Drawn in stall 7 and sent off the 1/2f, Willie Carson broke well on Dayjur and bagged the stands side rail. Todd, who had beaten Dayjur at Newbury earlier that year, tried to go with the Major Dick Hern trained colt early, as did the French challenger, Ron’s Victory. However, it was apparent after a furlong that they didn’t have the pace to go with the favourite, who was seemingly still in second gear. The recalcitrant Dead Certain had cried enough at halfway, throwing her had about and tailing herself off. At the two furlong pole, it was clear that Carson had his rivals cooked, except for one, Royal Academy. The Vincent O’Brien trained colt had won the Group 1 July Cup on his previous star and he was considered the only sprinter in Ireland or the UK who was capable of challenging the great Dayjur.
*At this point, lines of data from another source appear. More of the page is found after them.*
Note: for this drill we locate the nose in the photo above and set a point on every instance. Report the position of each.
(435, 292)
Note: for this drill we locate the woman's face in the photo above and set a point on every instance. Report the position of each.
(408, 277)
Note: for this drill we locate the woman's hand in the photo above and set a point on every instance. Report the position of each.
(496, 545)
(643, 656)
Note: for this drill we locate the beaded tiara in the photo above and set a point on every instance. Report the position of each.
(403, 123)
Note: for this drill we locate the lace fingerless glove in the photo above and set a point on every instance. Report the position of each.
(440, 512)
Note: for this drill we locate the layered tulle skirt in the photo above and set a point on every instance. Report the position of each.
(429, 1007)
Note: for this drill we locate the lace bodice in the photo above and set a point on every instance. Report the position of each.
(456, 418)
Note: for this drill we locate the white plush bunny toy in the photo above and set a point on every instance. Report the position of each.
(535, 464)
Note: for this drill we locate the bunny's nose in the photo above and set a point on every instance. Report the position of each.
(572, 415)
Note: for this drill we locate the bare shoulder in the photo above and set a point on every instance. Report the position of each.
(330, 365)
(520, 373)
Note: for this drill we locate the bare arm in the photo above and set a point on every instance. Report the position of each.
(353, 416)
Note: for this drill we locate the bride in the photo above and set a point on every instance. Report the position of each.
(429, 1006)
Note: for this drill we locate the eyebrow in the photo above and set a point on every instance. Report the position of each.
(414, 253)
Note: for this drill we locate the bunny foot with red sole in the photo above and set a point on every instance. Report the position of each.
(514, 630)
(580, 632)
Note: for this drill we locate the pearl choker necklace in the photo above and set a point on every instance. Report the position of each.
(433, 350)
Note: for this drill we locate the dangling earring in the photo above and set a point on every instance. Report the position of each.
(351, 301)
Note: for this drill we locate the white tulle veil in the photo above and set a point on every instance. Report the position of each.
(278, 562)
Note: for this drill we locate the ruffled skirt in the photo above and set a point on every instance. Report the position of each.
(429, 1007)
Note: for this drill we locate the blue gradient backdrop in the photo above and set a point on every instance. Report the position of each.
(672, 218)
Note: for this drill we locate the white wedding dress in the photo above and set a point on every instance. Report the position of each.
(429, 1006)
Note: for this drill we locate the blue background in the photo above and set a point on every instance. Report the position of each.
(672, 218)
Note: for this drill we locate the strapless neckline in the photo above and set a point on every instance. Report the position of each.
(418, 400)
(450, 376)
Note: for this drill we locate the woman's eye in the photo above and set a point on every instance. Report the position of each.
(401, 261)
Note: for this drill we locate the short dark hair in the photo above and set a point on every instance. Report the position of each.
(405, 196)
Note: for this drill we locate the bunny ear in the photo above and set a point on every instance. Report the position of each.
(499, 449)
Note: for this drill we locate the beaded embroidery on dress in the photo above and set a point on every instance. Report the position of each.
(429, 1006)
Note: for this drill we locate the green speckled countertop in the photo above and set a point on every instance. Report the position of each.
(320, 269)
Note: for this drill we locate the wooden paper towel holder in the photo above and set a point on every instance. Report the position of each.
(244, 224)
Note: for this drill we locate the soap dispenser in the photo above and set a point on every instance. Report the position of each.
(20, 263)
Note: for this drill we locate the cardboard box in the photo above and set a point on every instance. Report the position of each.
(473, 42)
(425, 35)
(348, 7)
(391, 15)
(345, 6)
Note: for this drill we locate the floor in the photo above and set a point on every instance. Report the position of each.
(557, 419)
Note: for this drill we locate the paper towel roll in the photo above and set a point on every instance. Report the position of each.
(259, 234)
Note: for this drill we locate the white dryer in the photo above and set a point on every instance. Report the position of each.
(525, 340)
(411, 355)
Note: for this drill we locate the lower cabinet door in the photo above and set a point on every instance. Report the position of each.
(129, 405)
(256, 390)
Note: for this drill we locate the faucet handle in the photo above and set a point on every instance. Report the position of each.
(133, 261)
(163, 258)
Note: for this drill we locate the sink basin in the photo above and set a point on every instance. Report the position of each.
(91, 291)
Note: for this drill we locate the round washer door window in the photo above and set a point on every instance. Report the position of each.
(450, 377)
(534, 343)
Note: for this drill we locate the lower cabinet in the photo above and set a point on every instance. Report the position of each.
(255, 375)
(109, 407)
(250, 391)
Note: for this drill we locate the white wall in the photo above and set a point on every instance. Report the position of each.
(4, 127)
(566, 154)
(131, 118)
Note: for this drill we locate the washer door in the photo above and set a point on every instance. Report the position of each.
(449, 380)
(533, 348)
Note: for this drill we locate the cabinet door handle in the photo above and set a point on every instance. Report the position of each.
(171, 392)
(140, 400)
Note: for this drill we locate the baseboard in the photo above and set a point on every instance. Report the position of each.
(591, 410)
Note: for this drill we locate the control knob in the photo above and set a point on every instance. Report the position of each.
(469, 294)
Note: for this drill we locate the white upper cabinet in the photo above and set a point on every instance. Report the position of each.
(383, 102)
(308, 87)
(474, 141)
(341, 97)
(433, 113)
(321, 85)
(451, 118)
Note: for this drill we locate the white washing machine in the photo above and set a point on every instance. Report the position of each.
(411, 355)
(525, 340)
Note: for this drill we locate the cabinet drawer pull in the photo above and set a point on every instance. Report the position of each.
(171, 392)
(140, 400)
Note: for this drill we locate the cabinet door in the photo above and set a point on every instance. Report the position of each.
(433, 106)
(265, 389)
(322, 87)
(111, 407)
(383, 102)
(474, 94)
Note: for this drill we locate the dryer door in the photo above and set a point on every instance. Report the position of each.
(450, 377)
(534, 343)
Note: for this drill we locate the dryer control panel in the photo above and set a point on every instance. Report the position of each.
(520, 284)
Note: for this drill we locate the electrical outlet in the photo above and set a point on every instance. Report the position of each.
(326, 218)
John Reid, who had ridden the colt on all of his previous five starts, appeared happy to let the race unfold in front of him in the early stages. However, one by one, the rest of the field waved the white flag as Dayjur poured the pressure on up front, while Reid was still faced with a wall of horses. Carson kicked clear on the Hamdan Al Maktoum owned superstar and it proved a decisive move as Reid got into the clear with about 300 yards to run. Slowly but surely, Royal Academy started to reel in Dayjur but the bird had flown, so to speak. Carson nudged his mount out under a hands and heels ride to win by 1.5L from a somewhat unlucky Royal Academy.
Victory in the Prix de l’Abbaye at Longchamp on Prix de l’Arc de Triomphe day soon followed, before he jetted across the Atlantic to contest the Breeders’ Cup Sprint. His old foe, Royal Academy, was stepped up in trip in the Breeders’ Cup Mile, a race he won under a great ride from Lester Piggott. However, what happened earlier on the card would go down as one of the most iconic and extraordinary moments in our great sport’s history. In truth, nothing went right for Dayjur on this occasion. He was drawn wide, missed the break a touch, got hassled on the lead having used up a lot of petrol to get across into a decent position. Despite all that, he still found himself in front 50 yards from the line and seemingly getting on top until he jumped a shadow and handed the race to Safely Kept.
While it’s hard to forget what happened at Belmont, let’s try and remember that Dayjur gifted us with one of the most devastating sprinting displays in racing history. Will Harry Angel do the same on Saturday? Let’s wait and see.